James Mavor was born to a Free Church of Scotland minister and teacher James Mavor, and Mary Ann Taylor Birdie. He studied in Glasgow University. After that he taught for some time in a Glasgow college and read special courses in Glasgow University and Edinburgh University. He was also an editor for Scottish Art Review.
In 1892, upon the recommendation of University of Toronto Professor William Ashley who was leaving for Harvard University, he took Ashley's chair of Political Economy and Constitutional History, moving to Toronto with his family (including daughter Dora who would later become a major figure in Canada's theatre). After 1892, he spent most of his life in Toronto, leaving only for short trips.
At the start, he caused turmoil when he stated Canada could not serve as the only source of wheat for the British Empire as general ideology of the Empire observed it. To avoid further misunderstanding, he took the economy of Russia as his major scientific specialization. As a professor he also researched the economies of Canada, China, Korea, and Japan.

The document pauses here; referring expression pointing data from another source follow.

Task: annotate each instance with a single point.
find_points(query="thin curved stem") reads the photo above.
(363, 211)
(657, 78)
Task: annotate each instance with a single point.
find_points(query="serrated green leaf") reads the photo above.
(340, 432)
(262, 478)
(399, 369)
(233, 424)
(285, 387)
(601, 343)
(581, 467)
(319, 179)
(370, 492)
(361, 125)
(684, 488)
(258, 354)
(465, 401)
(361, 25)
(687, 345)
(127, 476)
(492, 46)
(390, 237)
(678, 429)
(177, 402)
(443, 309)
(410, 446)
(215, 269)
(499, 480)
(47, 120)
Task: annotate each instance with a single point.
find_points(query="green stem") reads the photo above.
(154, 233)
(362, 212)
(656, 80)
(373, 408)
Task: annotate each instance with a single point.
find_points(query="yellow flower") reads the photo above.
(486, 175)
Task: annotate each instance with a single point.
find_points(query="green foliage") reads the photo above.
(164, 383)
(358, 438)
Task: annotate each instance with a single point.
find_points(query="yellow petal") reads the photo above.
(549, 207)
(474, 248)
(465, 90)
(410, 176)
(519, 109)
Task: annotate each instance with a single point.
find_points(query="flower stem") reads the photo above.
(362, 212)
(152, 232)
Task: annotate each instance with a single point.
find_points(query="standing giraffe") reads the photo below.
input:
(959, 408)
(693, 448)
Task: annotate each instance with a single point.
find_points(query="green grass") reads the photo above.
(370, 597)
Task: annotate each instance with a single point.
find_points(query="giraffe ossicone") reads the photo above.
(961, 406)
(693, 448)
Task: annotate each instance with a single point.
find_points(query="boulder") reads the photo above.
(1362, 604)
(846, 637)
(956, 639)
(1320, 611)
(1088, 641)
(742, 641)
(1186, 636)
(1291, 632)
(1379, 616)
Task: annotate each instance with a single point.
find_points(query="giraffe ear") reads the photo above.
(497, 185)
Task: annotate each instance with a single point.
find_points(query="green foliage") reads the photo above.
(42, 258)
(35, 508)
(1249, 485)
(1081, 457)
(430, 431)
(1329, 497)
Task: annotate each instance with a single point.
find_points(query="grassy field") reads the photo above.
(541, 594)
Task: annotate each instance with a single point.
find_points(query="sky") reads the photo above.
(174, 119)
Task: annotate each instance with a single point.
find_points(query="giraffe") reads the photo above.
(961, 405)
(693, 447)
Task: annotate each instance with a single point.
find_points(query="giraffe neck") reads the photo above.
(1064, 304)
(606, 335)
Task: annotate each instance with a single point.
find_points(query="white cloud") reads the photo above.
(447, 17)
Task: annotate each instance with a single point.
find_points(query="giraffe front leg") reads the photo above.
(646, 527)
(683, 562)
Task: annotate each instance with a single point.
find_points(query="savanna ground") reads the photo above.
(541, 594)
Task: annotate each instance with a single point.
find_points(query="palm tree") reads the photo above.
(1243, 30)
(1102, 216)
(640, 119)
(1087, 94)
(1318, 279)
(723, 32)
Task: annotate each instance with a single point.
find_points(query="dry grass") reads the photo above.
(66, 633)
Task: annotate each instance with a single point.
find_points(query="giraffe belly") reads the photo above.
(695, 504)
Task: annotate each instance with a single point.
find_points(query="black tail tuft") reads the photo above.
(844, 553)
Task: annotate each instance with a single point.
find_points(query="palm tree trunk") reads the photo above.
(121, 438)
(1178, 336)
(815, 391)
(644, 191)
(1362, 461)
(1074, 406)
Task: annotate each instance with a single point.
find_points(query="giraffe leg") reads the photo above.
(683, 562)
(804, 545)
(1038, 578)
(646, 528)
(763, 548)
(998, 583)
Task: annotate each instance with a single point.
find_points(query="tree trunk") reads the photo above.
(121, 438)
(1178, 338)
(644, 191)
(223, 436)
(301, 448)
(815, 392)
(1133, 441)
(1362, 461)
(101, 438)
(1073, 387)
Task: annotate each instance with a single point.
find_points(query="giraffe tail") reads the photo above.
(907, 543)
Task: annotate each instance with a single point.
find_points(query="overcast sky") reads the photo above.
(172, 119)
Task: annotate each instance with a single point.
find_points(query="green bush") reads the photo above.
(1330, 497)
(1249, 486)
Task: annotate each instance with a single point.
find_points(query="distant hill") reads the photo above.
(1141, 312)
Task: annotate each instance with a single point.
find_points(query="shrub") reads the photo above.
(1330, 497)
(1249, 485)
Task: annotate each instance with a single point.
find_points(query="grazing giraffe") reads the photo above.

In 1898 through 1899, he became a key figure in the Doukhobor immigration to Canada. His correspondent at the time was notable Russian scientist and major Anarchist ideologist Kropotkin, at that time living in the UK, who proposed that Doukhobor peasantry, numbering several thousand people, be settled in Canada. Through several years that followed, he took a keen interest in the Doukhobor cause, siding with them in cases of conflict with Canadian authorities.